Unwetter Das Sturmtief Petra hat in der Nacht auf Dienstag die Feuerwehren im Kanton Zürich auf Trab gehalten. Sie rückten zu fast 200 Einsätzen aus. Auch im Limmattal waren die Einsatzkräfte gefordert.
Die Dietiker Feuerwehr musste gestern im frühen Morgen dreimal ausrücken. «Eine Sonnenstore wurde vom Wind abgerissen und zwei Bäume lagen auf der Strasse», sagt Hauptmann Roger Wiederkehr. In Urdorf musste die Feuerwehr gleich an mehreren Orten anpacken. Drei Bäume lagen auf der Strasse zudem versperrten hergewehte Gegenstände einige Strassenabschnitte. «Wir waren von 3 bis zirka 5.30 Uhr im Einsatz», sagt Feuerwehrkommandant Thomas Bollinger.


Die Weininger Feuerwehr musste zweimal ausrücken, weil umgefallene Bäume die Strasse blockierten. Die Feuerwehr Birmensdorf-Aesch musste in der gestrigen Nacht ebenfalls ausrücken. Grund für den Einsatz war ein Baum, der auf die Luzernerstrasse in Birmensdorf gefallen war. «Es gab jedoch keinen Sach- oder Personenschaden», sagt Feuerwehrkommandant Michael Haynen. In Uitikon ist der Sturm glimpflich vorübergegangen. «Wir sind mit minimen Schäden davongekommen», sagt Feuerwehrkommandant Werner Oetiker. Die Feuerwehr rückte aus, da auf Gemeindeboden ein Baum umfiel und einige Gegenstände auf der Strasse lagen.

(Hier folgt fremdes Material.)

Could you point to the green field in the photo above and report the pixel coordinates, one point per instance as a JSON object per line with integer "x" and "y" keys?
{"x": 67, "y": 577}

Einige Gemeinden kamen unbeschadet davon

Schlieren hatte noch mehr Glück. «Wir hatten keinen einzigen Alarm», sagt Feuerwehrkommandant Flavio Impusino. Auch die Engstringer Feuerwehrleute konnten ruhig schlafen: Weder in Ober- noch in Unterengstringen, kam es aufgrund des Gewitters zu einem Einsatz der Feuerwehr. In Bergdietikon blieben die Feuerwehr-Pager der Feuerwehrleute ebenfalls ruhig: «Wir mussten nicht ausrücken», sagt Vizekommandant Claudio Schildknecht.
Die Feuerwehr Geroldswil-Oetwil konnte bis zum Redaktionsschluss nicht erreicht werden.
Insgesamt verteilten sich die Schäden gleichmässig auf den ganzen Kanton. Mit nur 19 Vorfällen kam die Stadt Zürich aber glimpflich davon. Der Grossteil der Vorfälle ereignete sich zwischen 2 und 4 Uhr nachts. Um die vielen Schadensmeldungen bewältigen zu können, stockte Schutz und Rettung mitten in der Nacht die Einsatzzentrale personell auf. (lyl)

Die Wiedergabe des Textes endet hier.